I Deleted More Than a Decade of YouTube Watch History—And It’s Awesome



Key Takeaways

  • Deleting my YouTube Watch History improved my feed drastically, focusing on subscriptions and recent views.
  • Subscribing to channels did not work as expected, leading to irrelevant recommendations.
  • Curation of extensive watch history is impractical, making a fresh start beneficial for tailored content.


I joined YouTube just short of thirteen years ago, and for twelve of those years I never so much as touched my Watch History. Then I nuked it all from orbit, just to be sure—and it’s the best quality of life thing I’ve done for myself since getting a good mattress.


The Sad Death of My YouTube Feed

At some point before I pulled the trigger, I started to notice a decline in the quality of the videos YouTube suggested to me. After several revamps under the hood, I just wasn’t seeing the interesting stuff I used to. People were still making it. If I took the extra step to go looking for the sorts of videos I wanted, I’d find them in no time. So why wasn’t YouTube suggesting the right videos to me?


The Subscriptions: They Do Nothing

What’s worse, is that subscribing to a channel doesn’t seem to work the way it used to. Over these many years, I have subscribed to a huge number of great channels, and everything those channels release would be of interest to me. However, not only was I missing new videos from channels I wanted to watch, I was getting recommendations from channels I did not subscribe to and would not subscribe to.

Consequently, when I opened my YouTube app there was basically nothing on the front page that I wanted to watch. Nothing that I should be watching either for work or leisure. YouTube did introduce the concept of “ringing the bell” on channels where you want to be notified of every single release, but I don’t want all 100 of my subscribed channels to send notifications to my inbox every time they release a video. So that solved nothing.


This is when it occurred to me that my watch history might no longer be compatible with whatever YouTube’s latest algorithm was trying to do. After all, I’m not the same person I was thirteen years ago. I don’t watch the exact same content I do now as I did in my early 20s. Since YouTube bases its recommendations on your past behavior, maybe it’s my past behavior that’s now catching up with me and ruining the experience.

I Can’t Curate All That HIstory

It should be said that I did not have to delete all of my watch history in order to improve my recommendations. You can go through your history manually and remove only what you don’t want taken into account. However, as we’ve established, in my case, the sheer amount of history was massive. There’s no way that I could curate that much, and it would be an enormous time investment.

Maybe someone who’s only been on YouTube for less than a year could realistically curate their watch history if they don’t watch that much, but I think most people just won’t have a practical way to do it. Which is why I just decided to delete it all.


The Good and Bad of Nuking My Watch History

After taking the plunge, there was an immediate and dramatic improvement in the YouTube feed.
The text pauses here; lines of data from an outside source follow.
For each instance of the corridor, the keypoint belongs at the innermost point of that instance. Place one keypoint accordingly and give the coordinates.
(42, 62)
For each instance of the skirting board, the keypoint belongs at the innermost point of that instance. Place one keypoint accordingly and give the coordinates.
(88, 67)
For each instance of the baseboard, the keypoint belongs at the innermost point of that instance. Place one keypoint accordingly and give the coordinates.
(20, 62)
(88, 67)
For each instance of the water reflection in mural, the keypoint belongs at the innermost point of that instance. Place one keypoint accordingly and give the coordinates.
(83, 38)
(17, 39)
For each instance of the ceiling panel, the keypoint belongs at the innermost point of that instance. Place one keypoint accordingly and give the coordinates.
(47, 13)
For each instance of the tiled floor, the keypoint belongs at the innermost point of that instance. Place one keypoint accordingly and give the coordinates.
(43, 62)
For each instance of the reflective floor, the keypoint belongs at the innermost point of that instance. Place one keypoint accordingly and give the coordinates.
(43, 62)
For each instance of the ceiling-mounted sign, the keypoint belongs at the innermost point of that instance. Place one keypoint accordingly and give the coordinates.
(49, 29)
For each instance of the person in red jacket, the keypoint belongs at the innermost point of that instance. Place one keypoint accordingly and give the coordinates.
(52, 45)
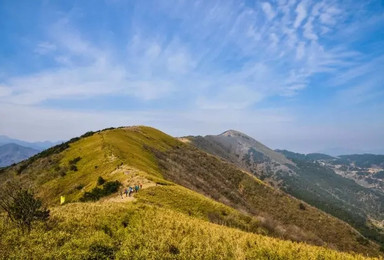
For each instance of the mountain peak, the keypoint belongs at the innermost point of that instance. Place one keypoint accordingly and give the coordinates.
(234, 133)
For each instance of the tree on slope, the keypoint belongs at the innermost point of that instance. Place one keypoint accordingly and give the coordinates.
(21, 206)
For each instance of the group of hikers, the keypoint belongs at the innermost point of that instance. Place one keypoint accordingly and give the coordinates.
(131, 189)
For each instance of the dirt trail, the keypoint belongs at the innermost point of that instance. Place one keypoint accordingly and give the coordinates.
(118, 198)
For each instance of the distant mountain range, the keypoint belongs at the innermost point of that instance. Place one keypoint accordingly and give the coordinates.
(319, 179)
(186, 194)
(14, 150)
(14, 153)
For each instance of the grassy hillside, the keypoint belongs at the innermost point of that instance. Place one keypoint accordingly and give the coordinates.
(145, 155)
(135, 230)
(305, 179)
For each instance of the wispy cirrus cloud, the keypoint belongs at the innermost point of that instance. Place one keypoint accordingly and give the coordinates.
(199, 58)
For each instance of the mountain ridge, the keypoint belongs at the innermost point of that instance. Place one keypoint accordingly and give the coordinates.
(304, 178)
(132, 154)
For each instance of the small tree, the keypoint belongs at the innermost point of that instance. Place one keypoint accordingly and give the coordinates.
(22, 207)
(100, 181)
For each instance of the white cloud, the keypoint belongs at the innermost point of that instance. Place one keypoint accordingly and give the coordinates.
(301, 14)
(267, 8)
(45, 48)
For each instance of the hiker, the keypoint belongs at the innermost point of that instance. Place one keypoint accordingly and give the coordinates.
(130, 191)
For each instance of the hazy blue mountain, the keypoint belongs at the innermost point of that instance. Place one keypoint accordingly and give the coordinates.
(14, 153)
(363, 160)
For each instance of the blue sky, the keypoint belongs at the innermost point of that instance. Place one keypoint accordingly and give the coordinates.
(302, 75)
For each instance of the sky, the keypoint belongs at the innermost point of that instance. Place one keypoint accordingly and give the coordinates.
(302, 75)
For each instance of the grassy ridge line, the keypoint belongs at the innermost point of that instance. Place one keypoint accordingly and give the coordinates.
(140, 231)
(225, 183)
(133, 147)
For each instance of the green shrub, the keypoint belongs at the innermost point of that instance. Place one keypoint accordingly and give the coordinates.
(22, 207)
(96, 193)
(100, 181)
(75, 160)
(97, 251)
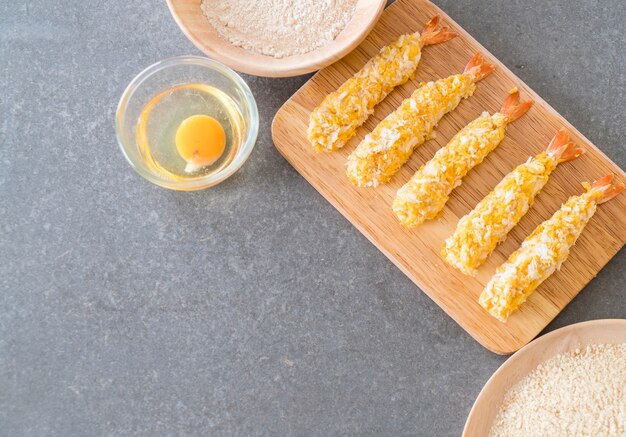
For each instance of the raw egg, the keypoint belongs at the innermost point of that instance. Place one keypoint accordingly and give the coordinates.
(200, 140)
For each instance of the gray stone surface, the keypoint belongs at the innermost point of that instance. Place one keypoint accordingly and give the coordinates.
(252, 308)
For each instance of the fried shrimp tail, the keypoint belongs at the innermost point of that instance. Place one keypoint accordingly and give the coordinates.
(543, 251)
(479, 232)
(383, 152)
(424, 196)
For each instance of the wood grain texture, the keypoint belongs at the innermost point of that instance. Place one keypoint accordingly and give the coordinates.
(417, 252)
(195, 26)
(564, 340)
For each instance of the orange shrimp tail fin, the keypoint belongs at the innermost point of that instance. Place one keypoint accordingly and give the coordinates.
(513, 108)
(477, 67)
(562, 149)
(434, 34)
(608, 189)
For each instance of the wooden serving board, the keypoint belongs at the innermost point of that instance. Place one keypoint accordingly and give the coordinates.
(416, 252)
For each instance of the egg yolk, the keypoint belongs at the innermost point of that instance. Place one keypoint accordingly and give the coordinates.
(200, 140)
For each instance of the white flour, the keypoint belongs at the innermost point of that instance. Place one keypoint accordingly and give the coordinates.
(279, 28)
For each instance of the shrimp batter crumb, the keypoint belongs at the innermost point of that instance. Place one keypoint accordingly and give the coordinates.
(581, 393)
(279, 28)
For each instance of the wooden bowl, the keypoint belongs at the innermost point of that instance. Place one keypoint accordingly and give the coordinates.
(524, 361)
(195, 26)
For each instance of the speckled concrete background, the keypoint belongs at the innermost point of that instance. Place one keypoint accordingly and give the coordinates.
(252, 308)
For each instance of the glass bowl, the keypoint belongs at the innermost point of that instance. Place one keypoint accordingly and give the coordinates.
(178, 71)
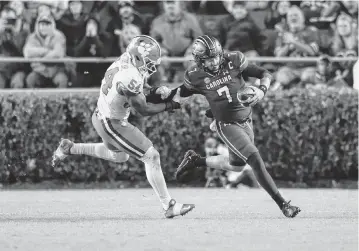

Now YouTube only has my subscriptions and the latest watch history to go on. So, as I watch new videos that reflect what I want to watch, the better my feed has become.

I never really cared about Watch History as a way to find videos I’ve watched before, other than perhaps the ones I watched the day before, so the main negative here is that now YouTube is recommending videos to me that I have already seen. On the one hand, this is a good sign, because for the most part, these are videos that I actually liked. So if YouTube is recommending them again, I’m on the right track. On the other hand, it can be a little annoying to start up a video only to realize I’ve already seen it years ago. Though, sometimes I do just watch them again!


The main golden opportunity this blank slate has provided me, is applying the gift of hindsight. When I watch videos now, it’s with foreknowledge of how they will affect my future. So I take the time to like or dislike videos, and I even delete videos from my watch history immediately if they really aren’t my cup of tea. A radical fresh start like this isn’t for everyone, but if you’ve felt like YouTube just doesn’t know you anymore, then this might be the right time to delete your YouTube Watch History.